Oxbridge fails to boost number of state pupils
The universities of Oxford and Cambridge both failed to increase their share of students from state schools last year, official figures show.
Oxford took a slightly lower share of state pupils, 54.3%, in 2009-10 than the 54.7% it took in 2008-9, Higher Education Statistics Agency data shows.
Cambridge's state intake stayed at 59.3% of full-time undergraduates in 2009-10.
Oxford said it took on more state pupils for the 2010-11 academic year.
The new figures come just after both universities said they would charge, along with numerous other universities, tuition fees of £9,000 a year from 2012, under the new higher education funding regime.
A spokeswoman for Oxford University pointed out that the latest Hesa data related to the academic year 2009-10.
It added that its own published figures for the current academic year suggested it had increased its proportion of undergraduates from state schools to 55.4%.
And it said that preliminary figures for the coming academic year showed 58.5% of offers went to candidates from the state sector.
The University of Cambridge said it remained determined to ensure that it admits the best and brightest students regardless of their background, and invests significant time and resources in outreach activity with under-represented groups to make this a reality.

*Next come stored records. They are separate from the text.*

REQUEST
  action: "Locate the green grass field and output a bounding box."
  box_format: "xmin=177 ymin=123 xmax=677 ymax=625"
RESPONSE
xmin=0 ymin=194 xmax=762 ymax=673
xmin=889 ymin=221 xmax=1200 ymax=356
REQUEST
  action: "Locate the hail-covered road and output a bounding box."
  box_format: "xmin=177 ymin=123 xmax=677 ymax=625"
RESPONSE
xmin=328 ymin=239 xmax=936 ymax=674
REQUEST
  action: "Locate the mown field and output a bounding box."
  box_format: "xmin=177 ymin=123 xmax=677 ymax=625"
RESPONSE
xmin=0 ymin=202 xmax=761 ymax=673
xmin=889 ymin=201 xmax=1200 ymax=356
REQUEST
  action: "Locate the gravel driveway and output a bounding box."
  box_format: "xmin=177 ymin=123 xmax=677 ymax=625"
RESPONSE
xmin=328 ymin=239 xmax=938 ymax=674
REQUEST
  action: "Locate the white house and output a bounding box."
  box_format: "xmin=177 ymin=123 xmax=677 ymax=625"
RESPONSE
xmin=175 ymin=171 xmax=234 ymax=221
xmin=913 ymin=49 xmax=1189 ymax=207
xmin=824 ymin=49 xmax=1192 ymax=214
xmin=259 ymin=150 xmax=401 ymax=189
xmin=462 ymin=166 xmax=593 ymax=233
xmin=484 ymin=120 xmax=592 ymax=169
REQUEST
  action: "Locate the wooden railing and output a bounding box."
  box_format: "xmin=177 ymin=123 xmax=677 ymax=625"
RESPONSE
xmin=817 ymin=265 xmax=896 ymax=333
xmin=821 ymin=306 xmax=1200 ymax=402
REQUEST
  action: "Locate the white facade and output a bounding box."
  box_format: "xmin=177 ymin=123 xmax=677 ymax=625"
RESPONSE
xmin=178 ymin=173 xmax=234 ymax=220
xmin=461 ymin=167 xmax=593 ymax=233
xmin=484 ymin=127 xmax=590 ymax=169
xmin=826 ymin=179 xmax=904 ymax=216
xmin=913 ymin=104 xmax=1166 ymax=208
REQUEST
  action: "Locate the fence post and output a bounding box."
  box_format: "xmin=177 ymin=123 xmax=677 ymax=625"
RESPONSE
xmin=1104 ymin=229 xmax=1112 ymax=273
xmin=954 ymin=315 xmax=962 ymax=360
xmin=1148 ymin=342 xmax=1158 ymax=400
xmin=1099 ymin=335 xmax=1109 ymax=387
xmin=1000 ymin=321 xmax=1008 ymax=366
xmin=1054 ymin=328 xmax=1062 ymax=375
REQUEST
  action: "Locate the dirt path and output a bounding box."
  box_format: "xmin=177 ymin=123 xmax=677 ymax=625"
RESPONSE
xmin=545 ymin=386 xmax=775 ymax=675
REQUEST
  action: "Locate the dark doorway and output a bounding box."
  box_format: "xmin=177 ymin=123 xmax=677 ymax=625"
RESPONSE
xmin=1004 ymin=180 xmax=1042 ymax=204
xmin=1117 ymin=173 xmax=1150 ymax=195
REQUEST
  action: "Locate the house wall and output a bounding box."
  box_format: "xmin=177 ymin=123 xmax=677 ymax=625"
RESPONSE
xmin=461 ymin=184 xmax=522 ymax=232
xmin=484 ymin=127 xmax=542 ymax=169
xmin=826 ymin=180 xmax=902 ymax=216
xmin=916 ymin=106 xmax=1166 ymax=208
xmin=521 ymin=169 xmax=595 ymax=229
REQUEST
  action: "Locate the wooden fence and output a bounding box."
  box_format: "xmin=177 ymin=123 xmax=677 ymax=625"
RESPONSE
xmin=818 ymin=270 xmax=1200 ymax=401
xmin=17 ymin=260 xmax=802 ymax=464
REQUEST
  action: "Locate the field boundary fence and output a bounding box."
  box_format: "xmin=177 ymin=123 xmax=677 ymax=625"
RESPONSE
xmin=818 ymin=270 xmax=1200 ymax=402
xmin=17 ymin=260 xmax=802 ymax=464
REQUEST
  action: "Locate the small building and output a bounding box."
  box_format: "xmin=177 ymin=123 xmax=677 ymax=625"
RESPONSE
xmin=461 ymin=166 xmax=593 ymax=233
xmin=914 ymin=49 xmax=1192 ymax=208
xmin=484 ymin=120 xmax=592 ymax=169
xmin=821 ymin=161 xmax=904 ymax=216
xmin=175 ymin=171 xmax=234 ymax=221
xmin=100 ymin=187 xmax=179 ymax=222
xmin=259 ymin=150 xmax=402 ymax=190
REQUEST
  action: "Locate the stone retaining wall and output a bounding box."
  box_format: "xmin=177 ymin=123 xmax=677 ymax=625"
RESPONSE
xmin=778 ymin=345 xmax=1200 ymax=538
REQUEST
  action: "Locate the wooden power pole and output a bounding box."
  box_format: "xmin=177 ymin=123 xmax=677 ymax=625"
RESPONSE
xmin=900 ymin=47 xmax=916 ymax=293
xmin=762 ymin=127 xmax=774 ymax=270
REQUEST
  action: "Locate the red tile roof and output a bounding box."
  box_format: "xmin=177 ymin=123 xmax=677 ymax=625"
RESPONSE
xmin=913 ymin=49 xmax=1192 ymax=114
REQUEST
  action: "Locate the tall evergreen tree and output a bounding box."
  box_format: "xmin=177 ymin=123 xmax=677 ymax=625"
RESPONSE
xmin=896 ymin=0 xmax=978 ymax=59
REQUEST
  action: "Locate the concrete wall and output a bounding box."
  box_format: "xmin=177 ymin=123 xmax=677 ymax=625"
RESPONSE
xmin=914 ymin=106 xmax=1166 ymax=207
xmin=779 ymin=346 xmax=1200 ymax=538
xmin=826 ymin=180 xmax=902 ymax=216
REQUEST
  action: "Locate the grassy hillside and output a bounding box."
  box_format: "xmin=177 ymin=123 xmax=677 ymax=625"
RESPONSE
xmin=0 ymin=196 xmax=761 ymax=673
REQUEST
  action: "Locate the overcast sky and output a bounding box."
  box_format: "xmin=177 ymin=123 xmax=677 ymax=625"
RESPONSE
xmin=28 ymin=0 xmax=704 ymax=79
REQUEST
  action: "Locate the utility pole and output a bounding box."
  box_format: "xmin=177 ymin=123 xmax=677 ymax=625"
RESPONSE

Both universities missed their 2009-10 targets, which are known as benchmarks and are created by Hesa after extensive statistical analysis.
Oxford had a locally adjusted benchmark of 67.3% of full-time undergraduates on their first degree courses coming from state schools, whereas Cambridge was aiming to get 68.1%.
The Oxford spokeswoman said the benchmark might be unrealistically high given the realities of school attainment.
She added: "Oxford is committed to increasing the number of students from disadvantaged backgrounds, and has proposed what we believe will be the most generous student support package in the UK from 2012.
"Oxford already spends £2.5m a year on outreach and intends to increase this to up to £3.4m in 2012.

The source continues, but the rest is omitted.